There was a slight silence as the driver swallowed hard and commenced driving. The two of them made good time despite the lateness of the season and managed to stop past Southampton on the way to London and then comfortably arrive in London at the address of the Lipton House shortly before dinner the following day. Admittedly, the arrival was a bit of a surprise the Lord Lipton and his party, but as the Lord and Lady Sydney were already there with their daughter, it was quite an honor for Lord Lipton to introduce the party to his mother and stepfather to the gentleman in charge of the colonial office who Sir Martin was preparing to see. This was a pleasant surprise all around.
A couple of extra chairs were added to the table and the two of them sat down on a sofa in the seating room to enjoy the friendly conversation that was taking place. Though the visit was a surprise, it was by no means an unwelcome surprise to anyone involved. Neither Clarissa nor Miss Wood had ever met Lord Lipton’s mother and they looked forward to see what resemblance existed between the two, because while Lady Martin looked a great deal like an older version of Clarissa–something that pleased the the girl for a reason she could not explain–it was clear that Lord Lipton took after his father in terms of his looks. Lord Lipton was surprised to see his mother and stepfather, who he had not seen for a bit of time, since he had left Nassau himself and returned to England months ago, but he enjoyed seeing both his mother and his stepfather. It was certainly true that not all stepchildren got along well with the second spouses of their surviving parents, but Lord Lipton enjoyed the steady integrity of his stepfather and sincerely respected the man. For Lord Martin himself, he knew he would eat well with his stepson and enjoy friendly conversation, and he was pleased to see that Lord and Lady Sydney were at paints to get to know him and his wife and very happy to make an acquaintance and to acknowledge the connection between them and Lord Lipton, with whom they were evidently on intimate terms with, which brought great pleasure to both Lord and Lady.

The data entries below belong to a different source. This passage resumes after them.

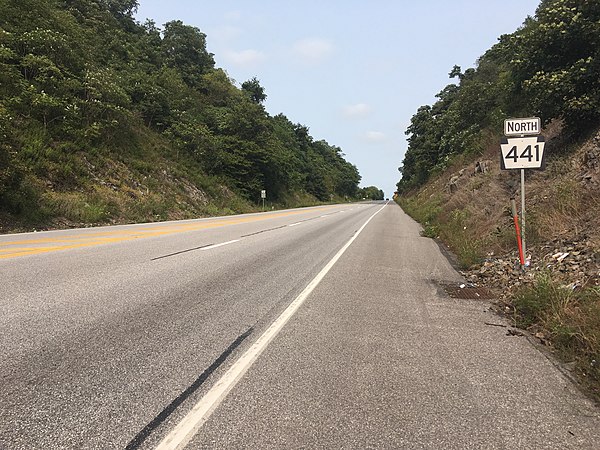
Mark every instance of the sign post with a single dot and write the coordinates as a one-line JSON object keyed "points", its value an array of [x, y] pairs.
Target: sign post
{"points": [[524, 152], [263, 195]]}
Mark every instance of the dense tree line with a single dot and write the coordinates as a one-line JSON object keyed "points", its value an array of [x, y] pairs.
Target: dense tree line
{"points": [[82, 75], [371, 193], [549, 67]]}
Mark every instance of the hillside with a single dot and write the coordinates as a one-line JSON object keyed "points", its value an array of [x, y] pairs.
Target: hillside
{"points": [[452, 182], [106, 120]]}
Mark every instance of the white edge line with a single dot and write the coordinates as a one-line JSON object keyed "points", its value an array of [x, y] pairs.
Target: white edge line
{"points": [[185, 430], [210, 247]]}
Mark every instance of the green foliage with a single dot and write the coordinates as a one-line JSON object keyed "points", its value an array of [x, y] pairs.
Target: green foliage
{"points": [[81, 80], [570, 317], [549, 67], [371, 193]]}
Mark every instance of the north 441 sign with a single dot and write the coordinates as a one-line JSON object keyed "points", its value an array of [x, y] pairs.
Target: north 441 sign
{"points": [[523, 153]]}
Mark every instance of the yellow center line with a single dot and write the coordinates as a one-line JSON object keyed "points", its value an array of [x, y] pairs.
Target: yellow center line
{"points": [[8, 249]]}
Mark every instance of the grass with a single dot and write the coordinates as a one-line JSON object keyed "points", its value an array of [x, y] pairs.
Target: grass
{"points": [[455, 228], [570, 320]]}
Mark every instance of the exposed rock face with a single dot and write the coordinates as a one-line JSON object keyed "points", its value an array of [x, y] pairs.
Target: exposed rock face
{"points": [[575, 264]]}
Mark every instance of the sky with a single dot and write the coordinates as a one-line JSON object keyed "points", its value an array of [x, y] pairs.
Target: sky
{"points": [[353, 71]]}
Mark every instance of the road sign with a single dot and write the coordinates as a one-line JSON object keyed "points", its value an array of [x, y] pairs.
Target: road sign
{"points": [[522, 153], [522, 127]]}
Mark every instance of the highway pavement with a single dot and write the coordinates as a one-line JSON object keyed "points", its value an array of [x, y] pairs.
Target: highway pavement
{"points": [[312, 328]]}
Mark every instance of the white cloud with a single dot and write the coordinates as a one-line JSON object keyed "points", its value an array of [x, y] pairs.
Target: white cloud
{"points": [[313, 50], [374, 136], [357, 111], [245, 58]]}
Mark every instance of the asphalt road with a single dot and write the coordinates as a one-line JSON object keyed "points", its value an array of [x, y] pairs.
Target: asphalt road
{"points": [[116, 337]]}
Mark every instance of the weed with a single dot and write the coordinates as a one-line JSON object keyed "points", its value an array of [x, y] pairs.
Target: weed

For the aforementioned Lord and Lady Sydney, it was a considerable blessing to be able to see Lord Lipton among his closest relatives. They were aware that Lord Lipton’s family connections were indeed very small and it was a pleasure to see how warm and friendly Lord Lipton was with his mother and stepfather, asking how Lord Martin’s garden in Nassau was doing, what tropical plants were being taken care of, and the like. Lord Lipton directed all of these questions to his stepfather, knowing that his mother was not fond of Nassau but not wanting to bring her into any embarrassing conversations. To their pleasure as well Lord Lipton was keen on introducing his mother and stepfather to Sarah, who was very pleased to make their acquaintance and eager to please Lord Lipton’s mother, who she rightly supposed to be as full of strong opinions stoutly expressed as her son. So this is where he got it from, the group noted philosophically, but not unpleasantly. Lady Martin herself was very interested in seeing that her son evidently had some attachment with the young woman, and it did not take her very long to determine that the young lady was precisely the sort of girl that she would wish and expect her son to be interested in with regards to her age, her looks, her kind and friendly and unassumingly intelligent disposition, as well as the musical skill she showed on the harp. She resolved to talk to her son about the matter as soon she could find a private moment, even though that occasion was likely to be some hours from now.